TL;DR:
- Apple researchers have devised a groundbreaking method for the efficient operation of large language models (LLMs) on low-memory devices.
- Their strategy involves storing LLM parameters in flash memory and dynamically transferring them to DRAM during inference.
- Key optimizations include minimizing data transfer from flash memory and enhancing data access through “windowing” and “row-column bundling” techniques.
- The approach leverages sparsity in FeedForward Network (FFN) layers, guided by a hardware-inspired cost model.

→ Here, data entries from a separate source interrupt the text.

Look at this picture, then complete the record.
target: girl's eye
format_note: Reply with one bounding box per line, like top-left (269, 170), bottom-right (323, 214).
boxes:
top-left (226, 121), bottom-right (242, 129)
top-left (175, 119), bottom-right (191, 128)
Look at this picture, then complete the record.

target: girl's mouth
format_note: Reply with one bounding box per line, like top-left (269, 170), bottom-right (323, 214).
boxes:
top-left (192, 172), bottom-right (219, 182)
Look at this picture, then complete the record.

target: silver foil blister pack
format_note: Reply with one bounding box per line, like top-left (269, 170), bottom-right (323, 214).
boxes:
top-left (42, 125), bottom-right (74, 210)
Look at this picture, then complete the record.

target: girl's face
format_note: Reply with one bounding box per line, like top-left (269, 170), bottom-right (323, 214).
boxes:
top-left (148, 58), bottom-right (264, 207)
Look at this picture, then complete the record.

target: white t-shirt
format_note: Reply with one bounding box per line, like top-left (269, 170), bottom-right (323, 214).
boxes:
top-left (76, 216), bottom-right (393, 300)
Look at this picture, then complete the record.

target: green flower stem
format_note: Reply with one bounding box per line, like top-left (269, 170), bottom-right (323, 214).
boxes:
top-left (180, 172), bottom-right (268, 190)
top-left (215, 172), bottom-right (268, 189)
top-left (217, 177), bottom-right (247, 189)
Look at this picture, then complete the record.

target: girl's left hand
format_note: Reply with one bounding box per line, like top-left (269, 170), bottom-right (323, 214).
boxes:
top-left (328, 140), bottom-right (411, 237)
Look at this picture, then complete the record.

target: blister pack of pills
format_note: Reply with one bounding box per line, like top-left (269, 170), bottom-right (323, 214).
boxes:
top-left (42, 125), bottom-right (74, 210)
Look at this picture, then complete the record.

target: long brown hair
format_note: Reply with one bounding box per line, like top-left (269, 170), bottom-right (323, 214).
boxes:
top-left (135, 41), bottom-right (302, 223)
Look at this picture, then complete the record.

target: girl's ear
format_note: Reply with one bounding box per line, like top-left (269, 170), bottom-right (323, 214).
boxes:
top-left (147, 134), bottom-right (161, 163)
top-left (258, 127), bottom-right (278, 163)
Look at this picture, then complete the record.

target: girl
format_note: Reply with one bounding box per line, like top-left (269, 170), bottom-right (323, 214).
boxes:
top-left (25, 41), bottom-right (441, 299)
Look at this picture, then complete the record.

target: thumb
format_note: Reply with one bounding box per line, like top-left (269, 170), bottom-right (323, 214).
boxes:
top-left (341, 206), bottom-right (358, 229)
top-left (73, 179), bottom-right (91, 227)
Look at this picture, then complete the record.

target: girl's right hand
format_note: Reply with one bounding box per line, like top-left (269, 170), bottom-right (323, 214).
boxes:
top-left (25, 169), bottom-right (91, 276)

- Results show LLMs twice the size of available DRAM can be executed with remarkable speed increases, reducing I/O latency significantly.
Main AI News:
Apple’s research team has unveiled a groundbreaking approach to efficiently operate large language models (LLMs) on devices with limited DRAM capacity, addressing the inherent hurdles of intensive computational and memory demands. This pioneering method introduces a strategic maneuver that involves the storage of LLM parameters within flash memory, dynamically allocating them to DRAM as the need arises during inference. The primary focus of this approach revolves around optimizing two pivotal areas:
- Minimizing Data Transfer Volume from Flash: Apple’s research team has engineered an inference cost model that seamlessly aligns with flash memory behavior, resulting in the creation of two principal techniques: “windowing” and “row-column bundling.”
- Reading Data in Larger, More Contiguous Chunks: The “windowing” technique ingeniously reduces data transfers by recycling previously activated neurons. By maintaining a sliding window of recent input tokens in memory and selectively loading neuron data that differs from its predecessors, Apple’s researchers have achieved optimal memory utilization, significantly diminishing the volume of data retrieved from flash memory for each inference query. Meanwhile, the “row-column bundling” technique capitalizes on flash memory’s inherent sequential data access strengths. Through the storage of concatenated rows and columns of up-projection and down-projection layers in flash memory, this approach enhances the size of data chunks read, effectively optimizing flash-memory throughput.
Apple’s research team has further leveraged the observed sparsity within the FeedForward Network (FFN) layers of LLMs. This innovation allows for the selective loading of non-zero parameters from flash memory. A hardware-inspired cost model, encompassing flash memory, DRAM, and computing cores, has been meticulously crafted to guide the optimization process.
The outcomes of this study unequivocally demonstrate the unparalleled effectiveness of Apple’s proposed method. Remarkably, LLMs up to twice the size of available DRAM can now be executed, resulting in a remarkable 4-5x and 20-25x surge in inference speed when compared to conventional loading approaches on CPU and GPU, respectively. These exceptional results manifest in significantly reduced I/O latency for the OPT 6.7B Model, achieving speeds that are 9-10 times faster than baseline latency.
This innovative approach seamlessly integrates sparsity awareness, context-adaptive loading, and a hardware-oriented design, heralding a new era of efficient LLM inference on devices constrained by limited memory resources. Apple’s methodology stands as a pivotal solution, effectively surmounting the challenges associated with loading and running large models on resource-constrained devices. In scenarios where the traditional practice of loading the entire model into DRAM for inference proves impractical due to memory constraints, this strategy offers a transformative alternative.
Conclusion:
Apple’s innovative strategy holds immense promise for the market, as it addresses the critical challenge of running large language models on memory-constrained devices. With the potential to significantly boost inference speed and reduce latency, this breakthrough could pave the way for broader adoption of LLMs in resource-restricted environments, unlocking new possibilities for applications across various industries.